- Born: 1914 Hurley, New Mexico, U.S.
- Died: 2014 (aged 99–100) New York City, U.S.
- Education: University of Utah New York University
- Known for: Painting Art dealer
- Movement: Abstract expressionism

= Carl Ashby =

American painter

Carl Ashby (1914 — 2004) was an American abstract expressionist artist who lived and worked in New York City.

== Biography ==
Ashby was born in Hurley, New Mexico on March 2, 1914. He worked as an artist for the Civilian Conservation Corps before attending the University of Utah, where he graduated with a degree in Fine Arts in 1937.
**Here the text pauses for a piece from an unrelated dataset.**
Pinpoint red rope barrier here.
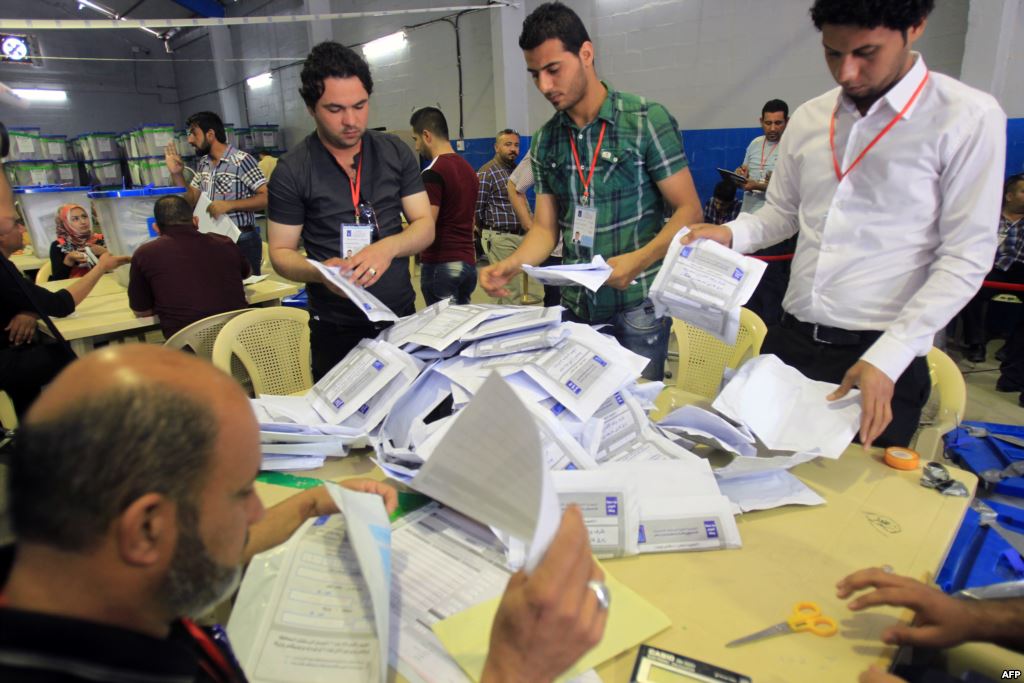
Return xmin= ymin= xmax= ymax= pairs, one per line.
xmin=981 ymin=280 xmax=1024 ymax=292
He relocated to New York City shortly thereafter, and married artist Estelle Grey in 1938. Grey had moved to New York City as a young woman to pursue a career in fashion design and she attend the Traphagen School of Fashion. The couple met as students in the Art Student League of New York. Ashby earned a Master in Arts degree from New York University in 1959. During his career, Ashby studied with artists Hans Hofmann, George Grosz, and Morris Kantor.

He taught at the Parsons Division of the New School for 25 years, beginning in 1970.

His works and papers are included in the permanent collections of the Smithsonian Archives of American Art, the Provincetown Art Association and Museum, Whitney Museum of American Art, and the Hood Museum at Dartmouth College.